How do we, humans, understand the world: categorize and accumulate our knowledge, and thereby innovate idea, culture, and technologies? Is there any universal mechanism that governs such innovation process that eventually generates both social and economic wealth across different societies? A common conceptualization of innovation in both the biological and socio-economic domains sees it as an adaptive process of recombinant search over a space of configurational possibilities. I develop a mathematical framework for recombinant search in the space of configurational possibilities supported strongly by empirical data. The better we understand the mechanism of innovation the better we understand the mechanism of wealth creation.
Research goals: Develop a mathematical framework for economic growth through innovation and tacit knowledge accumulation based strongly on empirical data; Understand universality in the way humans categorizes the world, accumulate knowledge, and innovate new technologies.

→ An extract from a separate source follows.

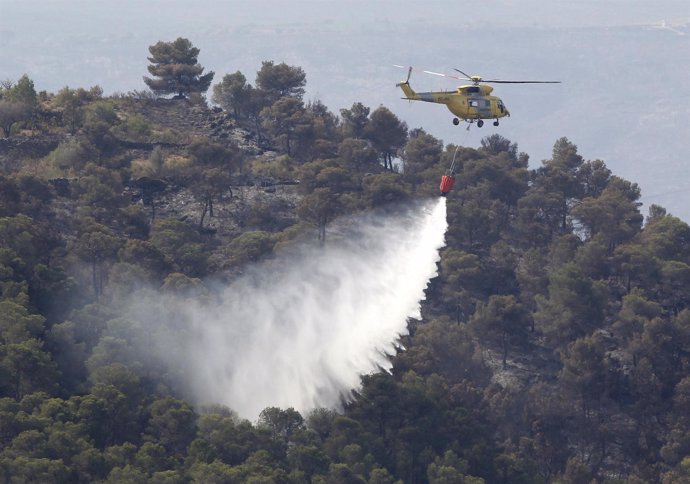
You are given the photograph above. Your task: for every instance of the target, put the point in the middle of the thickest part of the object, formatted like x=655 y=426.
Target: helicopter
x=470 y=102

Fields: PhD and BA in Statistical Physics at Korea Advanced Institute of Science and Technology; Research fellow at the Mathematical Institute at University of Oxford; Institute for New Economic Thinking; applied mathematics, physics, network theory, urban scaling theory, urban economics, urban geography, knowledge spillover, linguistics, lexical semantics, innovation, science of science, economic growth theory; research fellow at Santa Fe Institute and Harvard Kennedy School.